You’ll find these time-honored favorites at Cafe Katja. Sausages are made in-house, including bratwurst with sauerkraut ($10), emmentaler sausage (sliced and filled with cheese, accompanied by savoy cabbage and quark cheese dumplings), and berner würstel (filled with cheese, wrapped in bacon, served with cucumber-potato salad and rye bread). The menu has evolved over the past three years as the restaurant has grown threefold; it now includes wiener schnitzel ($25) and beef goulash with homemade spätzle ($24), as well as more nutrient-dense dishes.

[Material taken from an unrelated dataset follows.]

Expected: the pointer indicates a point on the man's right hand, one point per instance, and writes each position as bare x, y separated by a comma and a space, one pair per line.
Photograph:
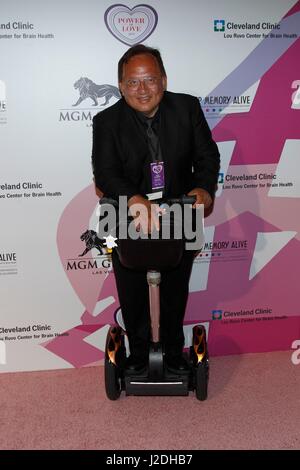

Even a country with as deep and rich a culinary history as Austria is feeling the effects of changing perspectives on food. Modern refrigeration, a new understanding of dietary standards, and the globalized food system all play a huge part. While traditional foods are still respected, they’re transformed by modern chefs and cooks who aim to respect the natural flavors of individual ingredients. “Like French nouvelle or modern American, we have to evolve and go with the flow,” says Schrottner. “We still keep the tradition, but make it refined and lighter.”
Lard was once the fat of choice in Austrian food; it’s now pumpkin seed oil. Beans, cabbage, stinging nettle, and spinach are typical vegetables, the latter commonly served creamed. At Katja, vegetables are integral and have a seasonal focus. Spinach is highlighted in a creamed spinach dish with quark dumplings and poached egg ($16). One of Katja’s creations features stinging nettles in ramp sauce with new potato ($15/$24). “Behind my farm, there were huge fields of stinging nettles,” says Schrottner. “My mother would put on thick gloves to pick it. She treated it like spinach.”
Through May and June, white asparagus is huge in Austria (and throughout much of Europe). Schrottner gets shipments every Tuesday during growing season for his special spargel (asparagus) menu. Small and large portions are offered with hollandaise and new potato ($17/$27), in a salad with frisée and lemon vinaigrette ($15/$24), and with simple drawn butter and new potatoes ($15/$24).